The downstream signaling cascades that are triggered by CAI-1 binding to CqsS include multiple regulatory pathways. CqsS undergoes autophosphorylation which involves the transfer of the phosphate group to LuxO, a response regulator. This activates LuxO, which in turn inhibits the synthesis of HapR, a master regulator, through the expression of small regulatory RNAs (sRNAs). As the HapR levels decrease there is upregulation of virulence factors and biofilm formation which allows for efficient adaptation to the host environment, thereby enhancing the ability of the bacteria to cause infection.

== Function in Vibrio cholerae pathogenesis ==
As an important signaling molecule, CAI-1 has a role in regulating virulence factors through its quorum sensing mechanism. In the case of the cholera toxin, as V. cholerae multiplies and the amount of CAI-1 increases and accumulates, genes of the virulence factors are expressed, including the ones that encode for the cholera toxin. This toxin has the ability to disrupt electrolyte balance in intestinal epithelial cells, which can lead to issues including severe diarrhea, a common symptom of cholera toxin. In addition to the cholera toxin, other virulence factors such as surface adhesins are expressed, with these being essential in helping the bacteria to adhere to the intestinal mucosa and thereby assist the bacteria in its pathogenic properties.

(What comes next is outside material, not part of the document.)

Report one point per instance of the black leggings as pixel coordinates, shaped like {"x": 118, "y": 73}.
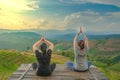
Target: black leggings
{"x": 43, "y": 73}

Because CAI-1 assists in facilitating biofilm formation, it plays a significant role in promoting colonization of the human gut. This provides a way for V. cholerae to avoid attacks from the host immune responses as well as any antibiotics. The signaling cascades initiated by CAI-1 enable V. cholerae to survive and cause infection in the harsh conditions of the gut. This suggests that observing the important role of CAI-1 in V. cholerae could highlight key targets for any future therapeutic intervention.